Sunday, November 20, 2022

The Swiss option for renumeration of excess reserves, reconsidered

 

When the Swiss central bank announced change to its renumeration of excess reserves held by commercial banks, I voiced skepticism that this would work. Specifically, I wrote that “when the system has large amount of excess reserves then this renumeration scheme should negate the increase in policy rates” and later that “one could address this by increasing the threshold [b]ut this would negate the desired goal of this policy which is decreasing the sums paid to commercial banks”.  Few months later, we know that the Swiss central bank did exactly what I said in the second part of the quote: it set the threshold above which excess reserves earn 0% interest to very high number – 28 times the required reserves. So while marginal excess reserves do pay 0% interest rate, the point where this marginal rate starts to apply is very high, so high that most (or no?) banks actually reach it.

In terms of the overnight market this means that there are banks that will borrow excess reserves at rates close but below the deposit rate, since they will be able to earn the deposit rate. In aggregate, the overnight (SARON) rate will stay close to the deposit rate, something we have indeed observed since the change (see picture below). The only difference is that the overnight rate is slightly below the deposit rate, rather than slightly above deposit rate, as was the case before the change. This reflects the fact that the banks lending reserves out now earn rate below deposit rate (0%), while borrowers earn deposit rate, so that the price of the transaction has to be in between those two. (Before lenders earned deposit rate, so the lower bound was the deposit rate; borrowers presumably would have to borrow at equivalent of marginal refinancing rate).



What about the effect on the payments from central bank to the commercial banks, which is presumably the main motivation? Of course, the policy means that for the 28-multiples of required reserves it is the deposit rate that applies, which means that the central bank is still paying large sums of money to commercial banks, despite the change it did. So, this policy should achieve very little in the direction of the desired outcome of lowering payments to commercial banks and corresponding losses for the central bank. That said, it does not achieve zero effect: as long as some banks are above the 28-multiple threshold, which is presumably the case, they are being paid less than what they would be paid otherwise.

So why did the Swiss central bank do it? It is hard to say. Partly, it might be simple theater for the public: setting the marginal rate for excess reserves to 0% means that the central bank can claim it did something. Equally, it might be issue of redistribution of excess reserves and profits: the change pushes excess reserves towards banks that are below the threshold and punishes banks with largest amount of excess reserves. What else? I think the evolution of ESTR, which stayed close to deposit rate despite it rising above 0%, makes it clear that the change can hardly be motivated by desire to impact the market interest rates, as the bank claimed; if anything, the move leads to slightly lower market interest rates.[1]

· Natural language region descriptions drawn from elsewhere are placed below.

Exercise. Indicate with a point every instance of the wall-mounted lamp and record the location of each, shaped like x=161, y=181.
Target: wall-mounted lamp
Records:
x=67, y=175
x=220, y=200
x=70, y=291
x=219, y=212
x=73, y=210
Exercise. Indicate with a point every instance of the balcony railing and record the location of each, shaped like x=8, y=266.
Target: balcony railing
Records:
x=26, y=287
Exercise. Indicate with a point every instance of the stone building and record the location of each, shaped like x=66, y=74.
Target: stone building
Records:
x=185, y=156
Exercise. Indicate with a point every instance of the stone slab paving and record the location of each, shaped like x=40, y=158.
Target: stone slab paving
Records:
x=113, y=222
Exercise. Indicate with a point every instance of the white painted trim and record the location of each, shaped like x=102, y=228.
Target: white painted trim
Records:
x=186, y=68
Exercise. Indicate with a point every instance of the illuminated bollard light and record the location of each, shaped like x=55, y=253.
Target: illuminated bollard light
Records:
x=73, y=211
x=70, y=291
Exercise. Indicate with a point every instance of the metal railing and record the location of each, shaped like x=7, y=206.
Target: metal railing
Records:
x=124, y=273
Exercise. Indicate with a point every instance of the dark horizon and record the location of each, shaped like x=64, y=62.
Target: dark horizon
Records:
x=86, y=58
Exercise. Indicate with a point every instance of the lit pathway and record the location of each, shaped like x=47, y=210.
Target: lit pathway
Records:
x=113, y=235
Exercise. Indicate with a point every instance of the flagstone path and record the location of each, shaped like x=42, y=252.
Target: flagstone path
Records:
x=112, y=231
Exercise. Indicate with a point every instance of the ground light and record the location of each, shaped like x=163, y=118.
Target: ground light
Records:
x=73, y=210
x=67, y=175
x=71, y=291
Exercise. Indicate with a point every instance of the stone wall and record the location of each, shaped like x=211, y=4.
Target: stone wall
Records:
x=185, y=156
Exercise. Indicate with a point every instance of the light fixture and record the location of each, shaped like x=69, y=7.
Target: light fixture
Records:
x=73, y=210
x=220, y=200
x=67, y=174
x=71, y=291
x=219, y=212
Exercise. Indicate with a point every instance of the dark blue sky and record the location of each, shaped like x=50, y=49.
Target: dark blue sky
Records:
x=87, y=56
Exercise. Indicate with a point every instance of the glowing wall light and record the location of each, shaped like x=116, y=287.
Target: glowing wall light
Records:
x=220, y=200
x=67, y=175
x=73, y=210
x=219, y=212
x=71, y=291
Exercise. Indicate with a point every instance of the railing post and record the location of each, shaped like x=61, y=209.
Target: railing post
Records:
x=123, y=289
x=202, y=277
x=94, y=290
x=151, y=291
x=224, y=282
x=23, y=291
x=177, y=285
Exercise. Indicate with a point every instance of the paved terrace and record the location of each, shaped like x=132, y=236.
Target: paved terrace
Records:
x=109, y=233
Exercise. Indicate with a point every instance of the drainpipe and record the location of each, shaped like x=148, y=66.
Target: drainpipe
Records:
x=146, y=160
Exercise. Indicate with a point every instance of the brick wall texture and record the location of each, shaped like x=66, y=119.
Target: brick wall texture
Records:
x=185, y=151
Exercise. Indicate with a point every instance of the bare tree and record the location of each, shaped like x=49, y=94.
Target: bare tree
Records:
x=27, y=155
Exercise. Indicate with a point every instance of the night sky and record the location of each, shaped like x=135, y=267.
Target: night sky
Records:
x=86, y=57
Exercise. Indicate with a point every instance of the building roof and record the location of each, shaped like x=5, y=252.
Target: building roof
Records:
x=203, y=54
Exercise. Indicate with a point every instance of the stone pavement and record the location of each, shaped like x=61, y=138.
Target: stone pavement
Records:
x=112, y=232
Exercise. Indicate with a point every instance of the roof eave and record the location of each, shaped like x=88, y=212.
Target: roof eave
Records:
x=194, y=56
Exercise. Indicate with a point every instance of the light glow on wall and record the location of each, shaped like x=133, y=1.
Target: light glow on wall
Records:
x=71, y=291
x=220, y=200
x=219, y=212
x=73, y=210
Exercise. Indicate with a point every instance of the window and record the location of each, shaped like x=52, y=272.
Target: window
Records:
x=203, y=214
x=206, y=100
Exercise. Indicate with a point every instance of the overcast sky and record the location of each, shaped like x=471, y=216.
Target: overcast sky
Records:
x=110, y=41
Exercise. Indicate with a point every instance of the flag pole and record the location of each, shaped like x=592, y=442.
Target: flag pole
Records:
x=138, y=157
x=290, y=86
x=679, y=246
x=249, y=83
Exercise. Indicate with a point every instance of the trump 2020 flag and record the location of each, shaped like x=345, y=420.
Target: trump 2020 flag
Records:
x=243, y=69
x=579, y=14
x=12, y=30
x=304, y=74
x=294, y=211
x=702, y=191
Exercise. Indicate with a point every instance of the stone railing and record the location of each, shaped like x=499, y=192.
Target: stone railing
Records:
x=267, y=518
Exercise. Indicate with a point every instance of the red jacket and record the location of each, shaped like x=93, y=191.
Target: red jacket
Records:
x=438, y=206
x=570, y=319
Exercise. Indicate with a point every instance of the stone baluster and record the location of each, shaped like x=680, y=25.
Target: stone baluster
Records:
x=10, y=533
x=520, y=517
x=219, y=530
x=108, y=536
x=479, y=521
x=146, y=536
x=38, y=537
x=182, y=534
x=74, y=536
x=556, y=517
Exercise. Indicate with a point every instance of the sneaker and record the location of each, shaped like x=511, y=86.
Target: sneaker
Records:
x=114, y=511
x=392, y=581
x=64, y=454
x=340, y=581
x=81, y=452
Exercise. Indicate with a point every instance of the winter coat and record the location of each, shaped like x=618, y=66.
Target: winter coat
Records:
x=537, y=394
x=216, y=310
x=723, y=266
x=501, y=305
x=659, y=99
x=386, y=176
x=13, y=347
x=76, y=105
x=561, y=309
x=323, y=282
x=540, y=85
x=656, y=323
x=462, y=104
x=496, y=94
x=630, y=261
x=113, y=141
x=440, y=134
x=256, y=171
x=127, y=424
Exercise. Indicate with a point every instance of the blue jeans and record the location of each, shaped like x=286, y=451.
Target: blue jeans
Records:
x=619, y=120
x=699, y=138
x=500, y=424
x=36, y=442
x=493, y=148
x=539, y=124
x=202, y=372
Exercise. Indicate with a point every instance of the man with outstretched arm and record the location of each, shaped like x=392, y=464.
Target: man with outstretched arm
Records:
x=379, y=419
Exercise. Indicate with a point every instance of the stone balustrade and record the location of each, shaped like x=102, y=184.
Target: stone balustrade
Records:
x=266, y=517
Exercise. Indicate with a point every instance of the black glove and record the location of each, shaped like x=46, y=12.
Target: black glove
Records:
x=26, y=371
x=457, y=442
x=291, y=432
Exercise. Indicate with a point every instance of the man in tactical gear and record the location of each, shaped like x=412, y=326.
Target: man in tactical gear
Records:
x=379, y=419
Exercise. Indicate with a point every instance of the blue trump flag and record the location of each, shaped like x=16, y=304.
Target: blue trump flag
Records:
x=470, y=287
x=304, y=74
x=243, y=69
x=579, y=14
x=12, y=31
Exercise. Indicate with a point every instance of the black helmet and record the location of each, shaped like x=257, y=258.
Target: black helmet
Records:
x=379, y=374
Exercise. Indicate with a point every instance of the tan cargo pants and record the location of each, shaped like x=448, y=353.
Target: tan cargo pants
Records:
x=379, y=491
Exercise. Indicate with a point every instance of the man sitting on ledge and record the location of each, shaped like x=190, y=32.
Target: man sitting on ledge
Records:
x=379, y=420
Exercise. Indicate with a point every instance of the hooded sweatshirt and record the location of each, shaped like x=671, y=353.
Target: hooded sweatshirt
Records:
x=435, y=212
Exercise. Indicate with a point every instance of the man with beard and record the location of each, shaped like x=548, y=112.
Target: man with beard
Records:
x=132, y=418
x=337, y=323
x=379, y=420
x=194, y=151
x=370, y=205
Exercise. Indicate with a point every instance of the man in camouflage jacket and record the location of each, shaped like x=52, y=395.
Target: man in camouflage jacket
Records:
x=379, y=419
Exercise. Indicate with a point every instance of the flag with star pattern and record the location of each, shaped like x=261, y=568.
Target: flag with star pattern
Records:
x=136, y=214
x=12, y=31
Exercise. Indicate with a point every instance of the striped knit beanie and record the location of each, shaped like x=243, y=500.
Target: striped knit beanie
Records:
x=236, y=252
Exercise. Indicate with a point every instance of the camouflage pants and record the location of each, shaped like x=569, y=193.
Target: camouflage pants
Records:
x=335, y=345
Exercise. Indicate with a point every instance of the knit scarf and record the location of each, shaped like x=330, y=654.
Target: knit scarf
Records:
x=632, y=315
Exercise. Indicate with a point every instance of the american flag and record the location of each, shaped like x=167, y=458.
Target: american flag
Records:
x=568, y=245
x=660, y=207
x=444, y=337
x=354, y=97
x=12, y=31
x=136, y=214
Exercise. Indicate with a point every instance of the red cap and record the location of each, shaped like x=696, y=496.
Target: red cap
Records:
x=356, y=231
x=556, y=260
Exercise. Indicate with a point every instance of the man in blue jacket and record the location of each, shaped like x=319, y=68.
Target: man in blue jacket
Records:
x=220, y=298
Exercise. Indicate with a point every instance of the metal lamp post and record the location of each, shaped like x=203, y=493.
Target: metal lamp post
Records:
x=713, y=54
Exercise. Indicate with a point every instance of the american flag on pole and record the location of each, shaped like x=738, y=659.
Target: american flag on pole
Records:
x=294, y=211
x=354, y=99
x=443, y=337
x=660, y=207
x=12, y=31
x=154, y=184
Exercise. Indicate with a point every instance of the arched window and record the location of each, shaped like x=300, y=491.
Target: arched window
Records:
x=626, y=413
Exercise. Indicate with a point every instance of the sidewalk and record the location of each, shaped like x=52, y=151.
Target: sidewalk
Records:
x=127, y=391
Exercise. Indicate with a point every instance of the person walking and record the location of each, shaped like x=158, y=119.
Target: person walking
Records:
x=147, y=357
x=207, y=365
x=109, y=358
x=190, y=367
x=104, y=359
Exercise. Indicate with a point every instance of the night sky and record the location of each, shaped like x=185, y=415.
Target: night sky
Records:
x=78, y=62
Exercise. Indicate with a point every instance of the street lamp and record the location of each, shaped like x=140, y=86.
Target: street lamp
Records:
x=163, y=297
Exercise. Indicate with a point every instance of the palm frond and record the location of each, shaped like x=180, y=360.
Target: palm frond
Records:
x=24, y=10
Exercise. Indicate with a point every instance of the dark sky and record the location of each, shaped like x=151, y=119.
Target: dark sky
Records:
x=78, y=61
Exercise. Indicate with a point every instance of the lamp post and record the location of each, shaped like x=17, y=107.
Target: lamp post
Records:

What does all this imply for the future behavior of the ECB? The fact that this is a lot about playing politics, rather than macroeconomic or financial policy, it is hard to know what the ECB will do. There are arguments for it not to do anything. First, it would avoid the whole messy business, including possible unintended consequences, perspective that might win given the limited effect on what it is supposed to achieve. Second, since it leads to lower overnight rate, and the magnitude of the effect might be hard to calibrate – especially in euro zone money market with much larger number of commercial banks and much bigger heterogeneity of excess reserves (see below).

 


 

 

That said, the ECB might still go for it despite the limitations. Apart from doing something for the sake of doing anything, even if the savings for the central bank would be small, the main motivation I could see is the positive effect on the redistribution of excess reserves: with potentially large costs of missed opportunity for banks above the threshold, there would be strong incentive for them to lend their reserves to banks below threshold. In environment of much higher overall interest rates this could have desirable financial stability effects. That said, since German banks would be hurt the most in terms of lost profits, the redistribution effects could also be a reason why this does not pass – the German central banker might not be too happy about this.

On balance, I now think that the ECB will stay clear of any change. It feels like that if they would do anything, they would have done it already when the changed the LTRO terms. The fact that back then they went for lowering the interest rate on required reserves – from main refinancing rate to deposit rate – but not for tiering suggests that they might have decided that going down this road offers too little benefit and too much risk. But of course, the ECB could easily surprise me once again.

 

 



[1] Specifically, the bank said that it “ensures that the secured short-term Swiss franc money market rates remain close to the SNB policy rate”. True, they mention secured rates, which in euro zone are disconnected from the deposit rate, but that is mostly down to collateral shortage, and I don’t see how renumeration change affects that.